Located in Fifa, the Kinglassie site will combine solar generation with battery storage technology to provide grid stability services and optimise energy dispatch during peak demand periods.
Elmya confirmed that it is set to be the first project developed by Elmya Energy and constructed by Elmya EPC in the UK.
The project scope includes the execution of ‘Lite’ engineering, procurement and construction (EPC) on the solar PV side, the BESS balance of system (BOS), and interconnection works as an accredited Independent Connection Provider (ICP).
In this context, Elmya will be responsible for the interconnection between the customer substation and the Distribution Network Operator (DNO) switching station, as well as for constructing the substation building, including civil works and the installation of non-primary equipment.
These works will be carried out in close coordination with the DNO Scottish Power Energy Networks (SPEN), ensuring strict compliance with its technical specifications and relevant regulatory requirements.
Elmya’s Scottish development follows the company’s broader international expansion plans. The developer recently announced a partnership with Atlantica Sustainable Infrastructure to develop 4GW of utility-scale projects in the US.
The Kinglassie project adds to Scotland’s expanding solar capacity as the country pursues ambitious renewable energy targets. Scottish solar developments have gained momentum despite historical concerns about solar irradiation levels, with improved technology efficiency and falling costs making projects increasingly viable across the region.
Construction timelines for the Kinglassie project have not been disclosed, though typical utility-scale solar-plus-storage developments require 12-18 months from breaking ground to commercial operation.
As reported by Solar Power Portal over the years, co-located solar and battery storage systems can deliver operational and economic advantages, making them increasingly attractive for utility-scale renewable energy development.
The integrated approach enables developers to maximise land-use efficiency by combining generation and storage infrastructure on a single site, thereby reducing the overall project footprint and development costs.
Battery storage enables solar facilities to capture excess generation during peak production hours and dispatch power during periods of high demand or low solar irradiance, effectively extending the facility’s operational window beyond daylight hours.

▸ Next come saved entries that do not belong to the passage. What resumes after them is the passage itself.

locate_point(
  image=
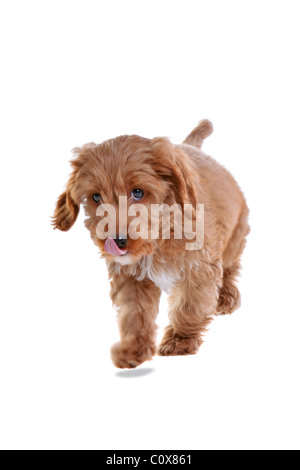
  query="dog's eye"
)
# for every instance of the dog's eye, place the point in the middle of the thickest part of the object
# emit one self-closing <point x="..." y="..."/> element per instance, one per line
<point x="96" y="198"/>
<point x="137" y="194"/>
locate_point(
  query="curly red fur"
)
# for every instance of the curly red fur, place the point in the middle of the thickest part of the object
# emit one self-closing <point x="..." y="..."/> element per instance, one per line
<point x="201" y="283"/>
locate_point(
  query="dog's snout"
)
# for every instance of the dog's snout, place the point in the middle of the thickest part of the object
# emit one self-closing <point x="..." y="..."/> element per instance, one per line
<point x="121" y="242"/>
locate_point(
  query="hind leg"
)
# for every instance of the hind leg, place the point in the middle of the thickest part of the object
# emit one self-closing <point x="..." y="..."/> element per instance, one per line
<point x="229" y="297"/>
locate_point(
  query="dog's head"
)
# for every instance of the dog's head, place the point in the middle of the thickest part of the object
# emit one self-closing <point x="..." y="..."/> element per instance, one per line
<point x="141" y="171"/>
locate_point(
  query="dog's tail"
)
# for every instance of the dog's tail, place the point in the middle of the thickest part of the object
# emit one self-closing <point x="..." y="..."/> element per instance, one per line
<point x="197" y="136"/>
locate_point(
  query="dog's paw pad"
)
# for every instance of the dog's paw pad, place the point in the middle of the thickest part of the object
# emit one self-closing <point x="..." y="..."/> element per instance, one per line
<point x="178" y="346"/>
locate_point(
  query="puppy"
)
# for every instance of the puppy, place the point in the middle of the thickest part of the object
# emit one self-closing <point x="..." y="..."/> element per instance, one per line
<point x="200" y="281"/>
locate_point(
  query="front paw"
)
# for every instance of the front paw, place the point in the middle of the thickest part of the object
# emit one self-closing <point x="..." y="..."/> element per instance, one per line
<point x="175" y="345"/>
<point x="130" y="353"/>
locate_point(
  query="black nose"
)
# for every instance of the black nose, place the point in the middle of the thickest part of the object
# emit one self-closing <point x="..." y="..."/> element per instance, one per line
<point x="120" y="242"/>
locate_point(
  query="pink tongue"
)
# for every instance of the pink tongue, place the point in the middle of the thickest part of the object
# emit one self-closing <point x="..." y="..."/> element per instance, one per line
<point x="112" y="248"/>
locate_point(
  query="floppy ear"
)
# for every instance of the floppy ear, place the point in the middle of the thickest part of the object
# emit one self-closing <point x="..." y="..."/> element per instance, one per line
<point x="172" y="165"/>
<point x="68" y="203"/>
<point x="66" y="212"/>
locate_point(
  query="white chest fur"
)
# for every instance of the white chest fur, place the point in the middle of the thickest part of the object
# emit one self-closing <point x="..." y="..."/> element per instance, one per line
<point x="162" y="277"/>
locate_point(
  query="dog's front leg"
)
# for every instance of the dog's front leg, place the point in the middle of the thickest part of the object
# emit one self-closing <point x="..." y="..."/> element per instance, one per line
<point x="193" y="302"/>
<point x="137" y="304"/>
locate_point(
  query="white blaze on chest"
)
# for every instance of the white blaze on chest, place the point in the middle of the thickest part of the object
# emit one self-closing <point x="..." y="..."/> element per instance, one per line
<point x="162" y="278"/>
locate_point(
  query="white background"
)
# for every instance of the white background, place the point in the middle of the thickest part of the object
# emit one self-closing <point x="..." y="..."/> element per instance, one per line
<point x="79" y="71"/>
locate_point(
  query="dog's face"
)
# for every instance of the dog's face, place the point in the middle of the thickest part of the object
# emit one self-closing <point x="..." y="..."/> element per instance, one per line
<point x="144" y="171"/>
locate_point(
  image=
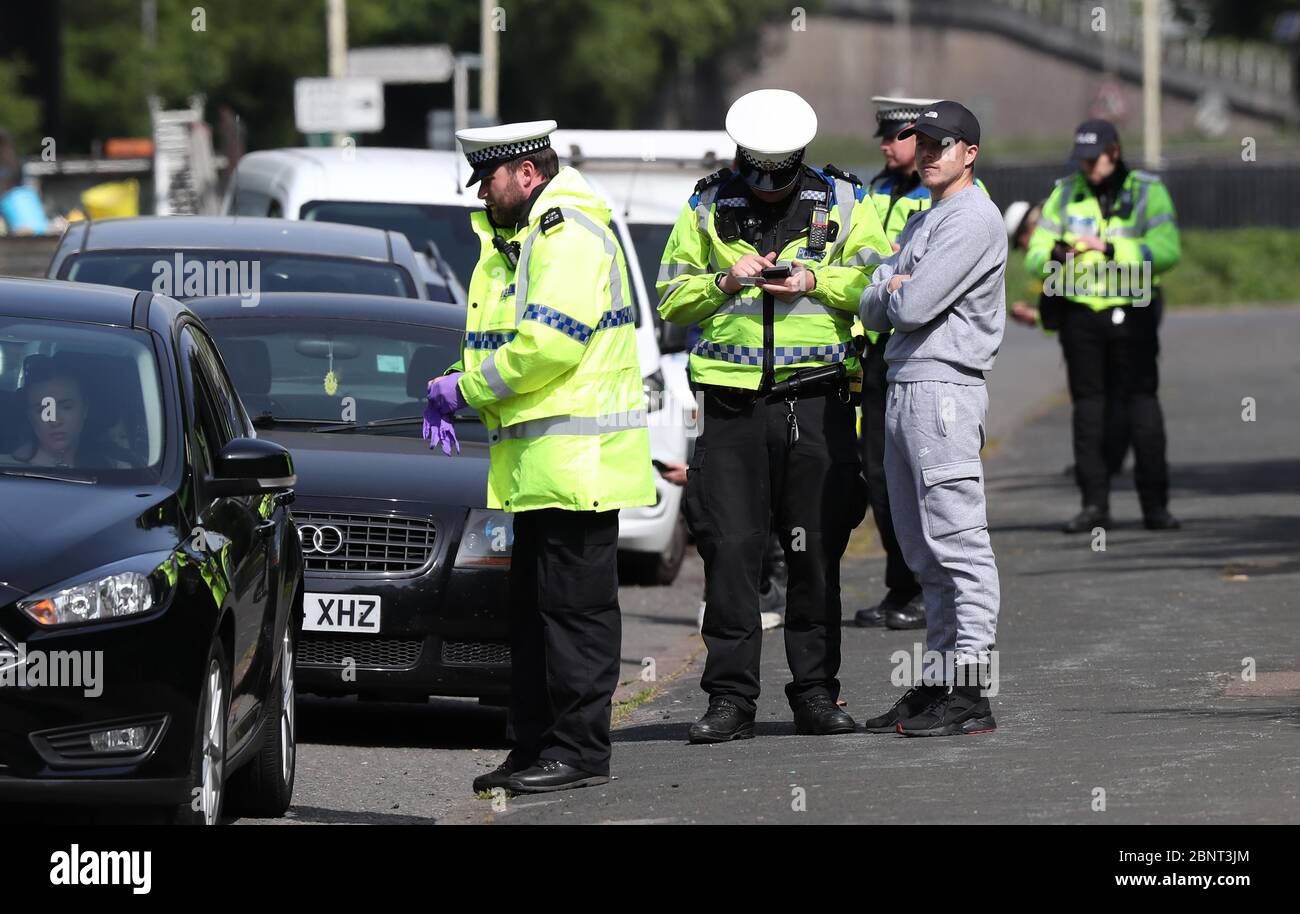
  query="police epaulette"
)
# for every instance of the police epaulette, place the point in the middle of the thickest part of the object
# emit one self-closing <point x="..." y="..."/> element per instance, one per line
<point x="551" y="217"/>
<point x="720" y="174"/>
<point x="844" y="176"/>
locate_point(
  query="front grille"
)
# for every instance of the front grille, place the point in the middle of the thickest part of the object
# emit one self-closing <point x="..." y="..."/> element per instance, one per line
<point x="336" y="650"/>
<point x="475" y="653"/>
<point x="360" y="544"/>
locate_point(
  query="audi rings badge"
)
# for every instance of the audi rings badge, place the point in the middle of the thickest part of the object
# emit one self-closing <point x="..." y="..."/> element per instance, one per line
<point x="320" y="538"/>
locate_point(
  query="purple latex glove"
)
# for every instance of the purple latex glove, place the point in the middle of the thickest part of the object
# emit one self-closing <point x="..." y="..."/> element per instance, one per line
<point x="445" y="394"/>
<point x="438" y="430"/>
<point x="443" y="401"/>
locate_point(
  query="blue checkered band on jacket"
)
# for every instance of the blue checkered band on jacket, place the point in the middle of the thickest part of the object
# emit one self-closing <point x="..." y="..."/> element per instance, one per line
<point x="781" y="355"/>
<point x="619" y="317"/>
<point x="488" y="339"/>
<point x="559" y="321"/>
<point x="507" y="150"/>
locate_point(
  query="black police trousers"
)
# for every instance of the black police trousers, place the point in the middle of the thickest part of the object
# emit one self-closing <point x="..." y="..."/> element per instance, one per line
<point x="746" y="479"/>
<point x="901" y="583"/>
<point x="564" y="633"/>
<point x="1113" y="380"/>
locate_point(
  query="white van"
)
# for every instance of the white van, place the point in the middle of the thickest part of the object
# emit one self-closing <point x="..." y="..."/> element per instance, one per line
<point x="423" y="194"/>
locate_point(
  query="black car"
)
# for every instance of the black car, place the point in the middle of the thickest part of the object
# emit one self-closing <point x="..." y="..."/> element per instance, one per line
<point x="406" y="567"/>
<point x="186" y="256"/>
<point x="150" y="574"/>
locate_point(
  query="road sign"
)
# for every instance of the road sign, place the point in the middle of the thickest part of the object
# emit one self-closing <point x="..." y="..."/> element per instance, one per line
<point x="412" y="64"/>
<point x="349" y="104"/>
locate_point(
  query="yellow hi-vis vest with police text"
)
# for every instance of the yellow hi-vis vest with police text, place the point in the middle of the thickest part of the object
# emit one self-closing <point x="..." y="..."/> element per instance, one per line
<point x="814" y="329"/>
<point x="550" y="360"/>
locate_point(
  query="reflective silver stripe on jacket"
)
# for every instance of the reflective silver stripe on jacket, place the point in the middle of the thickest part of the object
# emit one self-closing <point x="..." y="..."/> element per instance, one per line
<point x="611" y="248"/>
<point x="865" y="258"/>
<point x="499" y="389"/>
<point x="670" y="272"/>
<point x="844" y="200"/>
<point x="571" y="425"/>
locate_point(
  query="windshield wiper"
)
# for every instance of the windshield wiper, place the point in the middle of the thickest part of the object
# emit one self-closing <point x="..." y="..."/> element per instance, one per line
<point x="265" y="420"/>
<point x="31" y="475"/>
<point x="395" y="420"/>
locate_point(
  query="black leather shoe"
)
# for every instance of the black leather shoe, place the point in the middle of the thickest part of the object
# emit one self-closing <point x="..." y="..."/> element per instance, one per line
<point x="960" y="713"/>
<point x="822" y="717"/>
<point x="913" y="702"/>
<point x="1160" y="519"/>
<point x="872" y="616"/>
<point x="913" y="615"/>
<point x="550" y="775"/>
<point x="1087" y="519"/>
<point x="498" y="776"/>
<point x="722" y="723"/>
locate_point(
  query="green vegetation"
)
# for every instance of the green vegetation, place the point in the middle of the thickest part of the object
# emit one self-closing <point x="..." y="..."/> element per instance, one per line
<point x="1218" y="268"/>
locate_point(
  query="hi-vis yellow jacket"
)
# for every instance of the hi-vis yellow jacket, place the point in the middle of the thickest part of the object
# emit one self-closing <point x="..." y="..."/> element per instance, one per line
<point x="550" y="360"/>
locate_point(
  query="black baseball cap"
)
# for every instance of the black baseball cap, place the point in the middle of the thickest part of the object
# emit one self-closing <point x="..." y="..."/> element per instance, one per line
<point x="945" y="120"/>
<point x="1091" y="138"/>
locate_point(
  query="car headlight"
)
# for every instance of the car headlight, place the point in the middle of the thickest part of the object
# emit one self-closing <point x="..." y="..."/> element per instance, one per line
<point x="488" y="540"/>
<point x="111" y="593"/>
<point x="654" y="391"/>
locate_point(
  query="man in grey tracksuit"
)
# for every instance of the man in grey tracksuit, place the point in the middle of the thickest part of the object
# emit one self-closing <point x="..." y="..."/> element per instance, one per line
<point x="943" y="293"/>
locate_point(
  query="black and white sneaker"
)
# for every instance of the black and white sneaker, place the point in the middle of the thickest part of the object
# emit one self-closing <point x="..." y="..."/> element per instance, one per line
<point x="960" y="713"/>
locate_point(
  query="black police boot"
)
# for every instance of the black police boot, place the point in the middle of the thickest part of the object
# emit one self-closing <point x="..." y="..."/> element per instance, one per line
<point x="913" y="702"/>
<point x="913" y="615"/>
<point x="1160" y="519"/>
<point x="722" y="722"/>
<point x="874" y="616"/>
<point x="818" y="715"/>
<point x="550" y="775"/>
<point x="1087" y="519"/>
<point x="961" y="713"/>
<point x="498" y="776"/>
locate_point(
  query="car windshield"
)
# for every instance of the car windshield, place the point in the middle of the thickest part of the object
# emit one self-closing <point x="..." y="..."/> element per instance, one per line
<point x="446" y="226"/>
<point x="79" y="402"/>
<point x="202" y="273"/>
<point x="321" y="372"/>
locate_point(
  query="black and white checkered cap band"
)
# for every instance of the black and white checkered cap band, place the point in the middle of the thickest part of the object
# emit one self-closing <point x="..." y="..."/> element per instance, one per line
<point x="507" y="150"/>
<point x="768" y="165"/>
<point x="897" y="115"/>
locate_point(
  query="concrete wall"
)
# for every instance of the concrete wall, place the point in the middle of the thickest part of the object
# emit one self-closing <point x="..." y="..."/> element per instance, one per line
<point x="837" y="64"/>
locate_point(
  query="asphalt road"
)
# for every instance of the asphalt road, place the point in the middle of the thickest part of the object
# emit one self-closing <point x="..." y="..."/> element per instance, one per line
<point x="1121" y="670"/>
<point x="1122" y="692"/>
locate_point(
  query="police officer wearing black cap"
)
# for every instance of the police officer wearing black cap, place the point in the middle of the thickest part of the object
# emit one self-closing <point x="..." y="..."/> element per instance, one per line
<point x="1104" y="237"/>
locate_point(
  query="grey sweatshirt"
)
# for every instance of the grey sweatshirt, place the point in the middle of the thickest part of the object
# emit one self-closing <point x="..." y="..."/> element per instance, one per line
<point x="948" y="317"/>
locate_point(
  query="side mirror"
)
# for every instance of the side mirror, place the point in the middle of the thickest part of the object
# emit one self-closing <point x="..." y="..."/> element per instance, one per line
<point x="252" y="467"/>
<point x="672" y="337"/>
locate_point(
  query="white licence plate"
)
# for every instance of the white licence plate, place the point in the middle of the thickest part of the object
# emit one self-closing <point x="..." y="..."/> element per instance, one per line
<point x="355" y="613"/>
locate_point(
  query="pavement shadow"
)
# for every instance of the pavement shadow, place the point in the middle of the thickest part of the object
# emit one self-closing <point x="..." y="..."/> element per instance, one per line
<point x="676" y="732"/>
<point x="434" y="724"/>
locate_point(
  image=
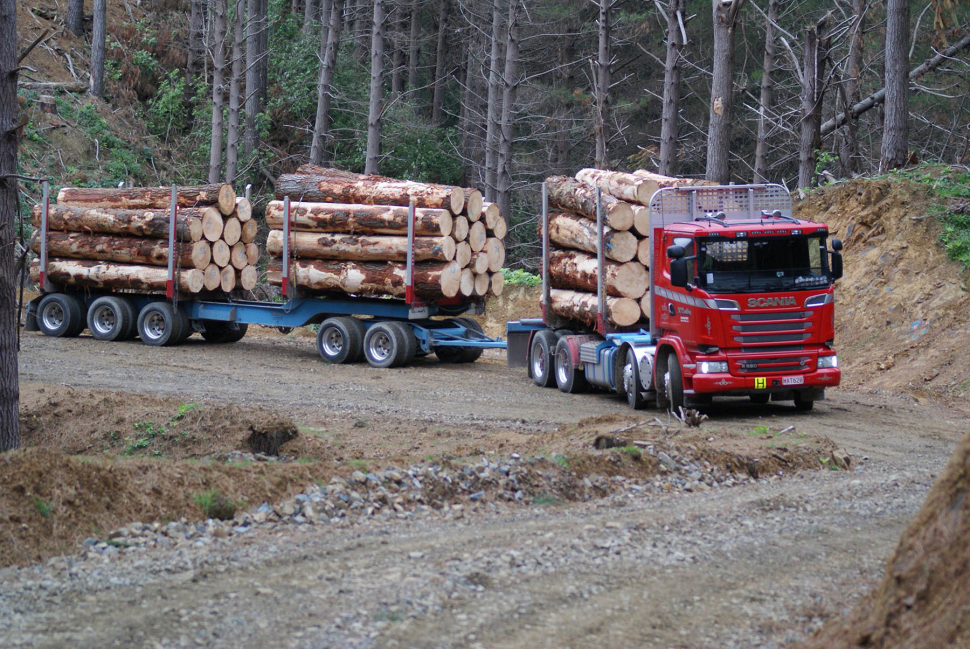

This capability enhances grid stability by providing essential services such as frequency regulation, voltage support, and ramping assistance that help manage the intermittent nature of solar generation.
From a commercial perspective, co-located systems can access multiple revenue streams, including energy arbitrage, capacity payments, and ancillary services markets, while also reducing transmission losses and grid connection costs compared to separate facilities.
The combination also provides greater energy security and grid resilience, particularly valuable during peak demand periods or grid disturbances, while supporting higher renewable energy penetration rates across electricity networks.